Mas é no título que me vou deter, nesse título ousado e interpelante, que põe bem claro aquilo que experimento também na minha vida.

Acredito nas segundas, terceiras e infinitas oportunidades porque acredito neste Amor Único que no-las concede. Cada vez que me dirijo ao sacramento da reconciliação ganho, pois, uma nova vida, uma vida que se liberta do que foi medo, erro, prisão e me lança para a frente. Nada está irremediavelmente perdido pois este Amor Único converte tudo em novas oportunidades para crescer e para ser feliz.

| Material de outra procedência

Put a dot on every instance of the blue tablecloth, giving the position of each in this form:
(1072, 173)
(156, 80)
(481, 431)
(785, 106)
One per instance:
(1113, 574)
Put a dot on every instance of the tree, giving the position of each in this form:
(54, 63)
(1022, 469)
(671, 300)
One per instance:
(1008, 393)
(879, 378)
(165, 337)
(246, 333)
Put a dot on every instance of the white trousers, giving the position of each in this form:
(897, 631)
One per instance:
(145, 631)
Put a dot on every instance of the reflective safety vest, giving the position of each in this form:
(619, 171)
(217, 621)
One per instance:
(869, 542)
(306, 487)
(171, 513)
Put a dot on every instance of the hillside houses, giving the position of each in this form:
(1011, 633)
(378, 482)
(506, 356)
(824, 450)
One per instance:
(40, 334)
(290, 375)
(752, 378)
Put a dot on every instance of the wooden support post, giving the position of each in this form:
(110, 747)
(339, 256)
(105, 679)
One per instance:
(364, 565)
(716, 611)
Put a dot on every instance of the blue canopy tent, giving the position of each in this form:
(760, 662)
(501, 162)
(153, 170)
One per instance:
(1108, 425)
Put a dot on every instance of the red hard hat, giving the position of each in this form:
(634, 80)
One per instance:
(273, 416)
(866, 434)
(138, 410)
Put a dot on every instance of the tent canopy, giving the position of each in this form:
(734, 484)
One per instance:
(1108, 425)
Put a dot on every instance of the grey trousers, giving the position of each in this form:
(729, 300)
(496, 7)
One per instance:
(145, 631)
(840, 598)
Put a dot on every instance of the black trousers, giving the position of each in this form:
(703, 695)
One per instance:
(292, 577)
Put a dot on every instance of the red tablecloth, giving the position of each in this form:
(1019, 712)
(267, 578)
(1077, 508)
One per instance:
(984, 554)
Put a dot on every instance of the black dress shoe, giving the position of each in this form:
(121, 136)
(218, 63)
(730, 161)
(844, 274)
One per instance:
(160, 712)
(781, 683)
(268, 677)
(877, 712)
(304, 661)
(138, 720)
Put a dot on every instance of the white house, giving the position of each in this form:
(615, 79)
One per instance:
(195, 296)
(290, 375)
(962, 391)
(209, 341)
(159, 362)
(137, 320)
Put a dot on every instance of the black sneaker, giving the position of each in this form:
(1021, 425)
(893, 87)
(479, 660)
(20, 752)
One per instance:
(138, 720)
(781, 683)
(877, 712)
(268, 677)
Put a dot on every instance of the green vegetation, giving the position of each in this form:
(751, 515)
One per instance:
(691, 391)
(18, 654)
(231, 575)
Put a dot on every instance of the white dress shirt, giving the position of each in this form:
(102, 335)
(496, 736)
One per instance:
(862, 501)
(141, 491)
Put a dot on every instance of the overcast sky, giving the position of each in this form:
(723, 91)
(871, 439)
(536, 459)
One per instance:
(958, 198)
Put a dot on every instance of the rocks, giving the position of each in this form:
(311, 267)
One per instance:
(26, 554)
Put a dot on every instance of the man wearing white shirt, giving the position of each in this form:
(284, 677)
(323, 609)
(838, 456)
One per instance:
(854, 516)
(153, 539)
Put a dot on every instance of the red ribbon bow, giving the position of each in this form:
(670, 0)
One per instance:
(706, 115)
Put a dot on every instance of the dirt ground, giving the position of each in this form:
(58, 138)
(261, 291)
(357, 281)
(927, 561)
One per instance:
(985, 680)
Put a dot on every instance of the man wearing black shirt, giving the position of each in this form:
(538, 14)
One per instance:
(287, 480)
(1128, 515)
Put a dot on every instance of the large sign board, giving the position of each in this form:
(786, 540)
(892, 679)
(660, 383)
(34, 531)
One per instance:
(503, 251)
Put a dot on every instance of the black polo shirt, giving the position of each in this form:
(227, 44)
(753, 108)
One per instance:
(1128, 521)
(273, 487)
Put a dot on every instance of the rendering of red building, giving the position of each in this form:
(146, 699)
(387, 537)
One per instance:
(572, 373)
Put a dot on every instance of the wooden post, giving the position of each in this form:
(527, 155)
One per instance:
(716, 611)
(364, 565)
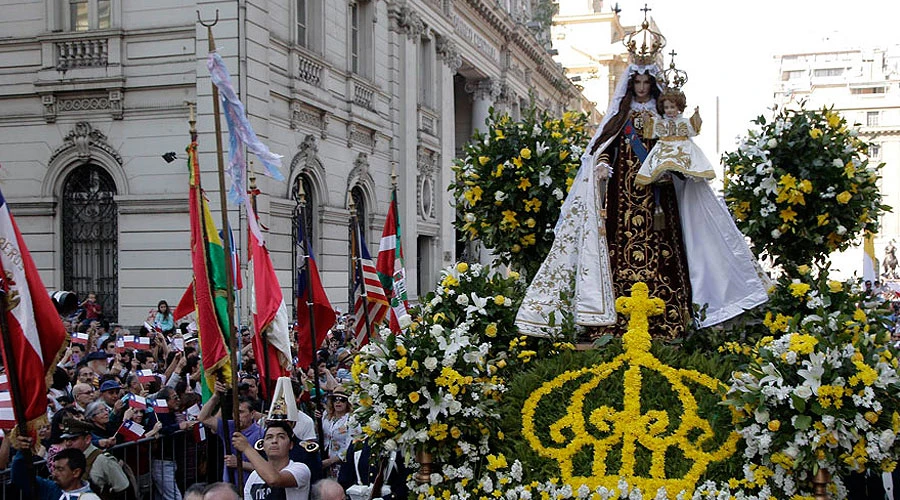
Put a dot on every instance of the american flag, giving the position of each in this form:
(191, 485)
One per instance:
(367, 276)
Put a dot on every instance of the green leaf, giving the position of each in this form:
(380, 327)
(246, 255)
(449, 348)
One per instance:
(802, 422)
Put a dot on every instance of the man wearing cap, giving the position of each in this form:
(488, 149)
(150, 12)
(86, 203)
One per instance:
(98, 363)
(102, 470)
(68, 472)
(115, 406)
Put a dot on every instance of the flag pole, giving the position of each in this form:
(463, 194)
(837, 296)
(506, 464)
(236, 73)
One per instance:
(253, 192)
(11, 376)
(310, 304)
(355, 252)
(229, 272)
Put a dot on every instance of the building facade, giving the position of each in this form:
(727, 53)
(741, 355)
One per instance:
(94, 92)
(864, 86)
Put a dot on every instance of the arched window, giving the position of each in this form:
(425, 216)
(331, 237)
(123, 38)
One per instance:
(90, 237)
(362, 215)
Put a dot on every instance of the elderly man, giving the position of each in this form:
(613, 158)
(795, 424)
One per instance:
(84, 395)
(68, 472)
(102, 470)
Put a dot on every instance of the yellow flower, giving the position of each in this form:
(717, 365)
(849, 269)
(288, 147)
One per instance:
(798, 289)
(533, 205)
(788, 215)
(509, 217)
(788, 181)
(473, 195)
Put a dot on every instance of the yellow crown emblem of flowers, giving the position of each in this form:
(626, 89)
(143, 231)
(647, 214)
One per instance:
(605, 429)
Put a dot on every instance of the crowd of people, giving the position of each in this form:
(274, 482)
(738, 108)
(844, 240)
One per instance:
(127, 419)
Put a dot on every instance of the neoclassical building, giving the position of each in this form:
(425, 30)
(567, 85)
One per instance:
(94, 92)
(863, 84)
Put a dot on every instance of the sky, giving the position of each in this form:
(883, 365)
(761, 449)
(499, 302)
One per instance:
(727, 48)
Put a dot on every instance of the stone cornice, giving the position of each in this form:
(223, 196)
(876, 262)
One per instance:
(152, 204)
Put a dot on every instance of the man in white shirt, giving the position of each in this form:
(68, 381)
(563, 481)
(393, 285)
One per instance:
(278, 477)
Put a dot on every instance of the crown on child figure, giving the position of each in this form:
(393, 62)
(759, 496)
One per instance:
(651, 42)
(673, 77)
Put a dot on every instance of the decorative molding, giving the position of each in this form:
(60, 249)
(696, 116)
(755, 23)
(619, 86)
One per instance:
(448, 52)
(158, 203)
(83, 138)
(426, 162)
(314, 118)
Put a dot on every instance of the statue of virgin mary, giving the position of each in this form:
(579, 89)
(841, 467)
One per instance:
(677, 237)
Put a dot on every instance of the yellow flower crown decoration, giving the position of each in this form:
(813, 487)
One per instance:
(607, 428)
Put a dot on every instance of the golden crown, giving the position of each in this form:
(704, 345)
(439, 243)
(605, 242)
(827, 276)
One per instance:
(673, 77)
(651, 42)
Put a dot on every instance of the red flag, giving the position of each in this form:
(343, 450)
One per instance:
(323, 314)
(36, 334)
(391, 271)
(269, 316)
(186, 304)
(367, 290)
(208, 261)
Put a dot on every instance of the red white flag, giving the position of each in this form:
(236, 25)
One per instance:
(322, 313)
(36, 334)
(391, 271)
(146, 376)
(269, 316)
(131, 431)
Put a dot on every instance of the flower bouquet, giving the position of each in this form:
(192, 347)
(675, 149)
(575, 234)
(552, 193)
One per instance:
(512, 180)
(801, 186)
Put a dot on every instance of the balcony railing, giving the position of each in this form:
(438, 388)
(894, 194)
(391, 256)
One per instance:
(82, 53)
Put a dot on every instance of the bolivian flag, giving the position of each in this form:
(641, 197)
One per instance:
(210, 282)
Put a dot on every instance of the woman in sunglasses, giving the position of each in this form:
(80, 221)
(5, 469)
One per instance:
(337, 431)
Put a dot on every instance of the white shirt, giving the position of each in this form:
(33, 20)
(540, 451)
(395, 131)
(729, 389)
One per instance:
(257, 489)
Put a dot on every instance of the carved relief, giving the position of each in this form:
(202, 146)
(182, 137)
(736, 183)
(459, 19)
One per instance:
(427, 161)
(83, 138)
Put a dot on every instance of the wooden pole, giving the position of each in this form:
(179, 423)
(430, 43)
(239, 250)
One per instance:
(310, 304)
(14, 389)
(229, 271)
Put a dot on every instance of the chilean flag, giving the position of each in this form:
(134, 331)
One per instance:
(131, 431)
(36, 333)
(146, 376)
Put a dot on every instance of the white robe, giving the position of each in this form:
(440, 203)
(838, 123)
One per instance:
(576, 274)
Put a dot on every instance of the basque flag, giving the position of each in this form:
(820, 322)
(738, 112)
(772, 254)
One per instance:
(36, 334)
(131, 431)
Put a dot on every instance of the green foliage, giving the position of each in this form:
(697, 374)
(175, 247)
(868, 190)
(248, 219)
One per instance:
(801, 187)
(511, 182)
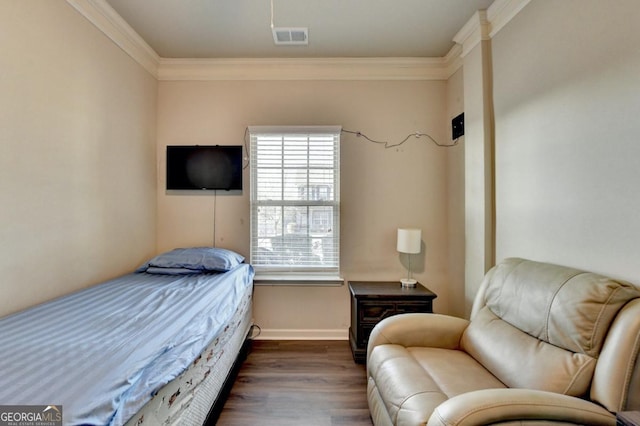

Também acredito que a vida deve ser mais do que uma sucessão de acontecimentos, de rotinas que pouco nos dizem e que não nos invadem de sentido. Podemos aspirar à mudança, ainda que isso represente ultrapassar uma crise. Nada está irremediavelmente perdido pois este Amor Único, que tem de ser o nosso fundamento, inspirará todas as nossas decisões.

Numa dessas vezes em que me ajoelhei com humildade diante do Amor único, lembro-me que, muito espontaneamente, disse que me sentia desiludida porque não me reconhecia nas atitudes menos boa pelas quais me encontrava ali. Essa expressão ficou marcada em mim desde então pois sabiamente o sacerdote fez questão de as frisar.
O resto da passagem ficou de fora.